KGP: The draft report on CEF, which has now been finalised and sent to translation, includes a clear reference to the need of investing more in the area of smart grids. The previous CEF had three parts- transport, energy and digital. For the next MFF, the digital part has been moved to the ECF, while CEF is focusing more on transport, military mobility and energy infrastructure. Nevertheless, digital elements remain vital for these types of infrastructure.
I have made it a priority to also make investment in protection against cyberattacks and other digital risks for critical infrastructure. This step is now reflected in the specific objectives of the Programme. Through targeted investment for key digital technologies such as smart grids and cybersecurity infrastructure, CEF can help ensure that our trans-European transport and energy networks are not only smarter and more sustainable, but also better protected against emerging threats.
RZ: Resilience is absolutely crucial for existing infrastructure, and the digital side of resilience is also important. Look at airports: at Zaventem, a few drones were enough to close the airport. In Vilnius, meteorological balloons flying from Belarus can disrupt aviation.
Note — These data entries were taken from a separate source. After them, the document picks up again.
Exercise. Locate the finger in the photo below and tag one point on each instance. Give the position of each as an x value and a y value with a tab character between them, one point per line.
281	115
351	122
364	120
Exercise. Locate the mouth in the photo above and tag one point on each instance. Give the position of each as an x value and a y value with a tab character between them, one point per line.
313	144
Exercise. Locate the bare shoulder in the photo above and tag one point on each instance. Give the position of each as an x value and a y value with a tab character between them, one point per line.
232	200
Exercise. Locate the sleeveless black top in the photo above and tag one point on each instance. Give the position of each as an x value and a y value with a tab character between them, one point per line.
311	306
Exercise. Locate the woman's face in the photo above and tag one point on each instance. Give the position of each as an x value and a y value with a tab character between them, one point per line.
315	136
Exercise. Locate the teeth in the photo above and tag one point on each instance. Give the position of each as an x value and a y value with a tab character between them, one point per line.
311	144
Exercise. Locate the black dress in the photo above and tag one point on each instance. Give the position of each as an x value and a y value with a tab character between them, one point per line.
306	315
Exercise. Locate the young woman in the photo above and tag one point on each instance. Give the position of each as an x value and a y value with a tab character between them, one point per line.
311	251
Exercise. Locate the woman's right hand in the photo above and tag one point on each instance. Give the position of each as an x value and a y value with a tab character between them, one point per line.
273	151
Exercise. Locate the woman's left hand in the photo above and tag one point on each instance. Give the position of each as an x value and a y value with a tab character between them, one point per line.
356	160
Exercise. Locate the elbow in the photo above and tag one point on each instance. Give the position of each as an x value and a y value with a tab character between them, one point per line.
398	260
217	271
This creates serious cost issues for airports and airlines.
The same applies to rail and to the military mobility corridors approved by the Council. They should be resilient, and that means money. We need much more than €17 billion; the Transport Commissioner estimated around €100 billion. If you build something that is vulnerable, you immediately add costs for resilience. The resilience of infrastructure is a crucial task for the European Union, and we are not yet where we should be.
The EU should reward projects that show upfront how they are integrating smart methods to improve execution, boost resilience, and accelerate decarbonisation - Bernardo Matos
BM: The EU needs to align public funding, horizontal regulation, and sector‑specific policies if it wants to deliver on its key policy objectives – and this is especially true for infrastructure.
First, EU funding programmes should reward infrastructure projects that integrate smart approaches – such as digital and data‑driven solutions – across their entire lifecycle. This could include more favourable co‑financing rates or pre‑financing terms for projects that adopt such a forward‑looking approach.
Second, EU public procurement rules need to evolve. The 2014 Directives were meant to move us beyond a “lowest cost” mindset, but that shift hasn’t materialised. We need to prioritise quality and value over the full lifecycle, and actively encourage the uptake of building information modelling (BIM), digital twins, and other technologies.
Third, sector‑specific policies in energy, transport, and water must become genuinely “digital‑ready.” That means enabling cross-border data sharing, real interoperability, and robust cybersecurity – in other words, the foundations of a modern, integrated infrastructure system.
If policymakers align these levers – and stay focused on outcomes – the EU will be able to build infrastructure that is smarter, more sustainable, and better prepared for the many challenges ahead.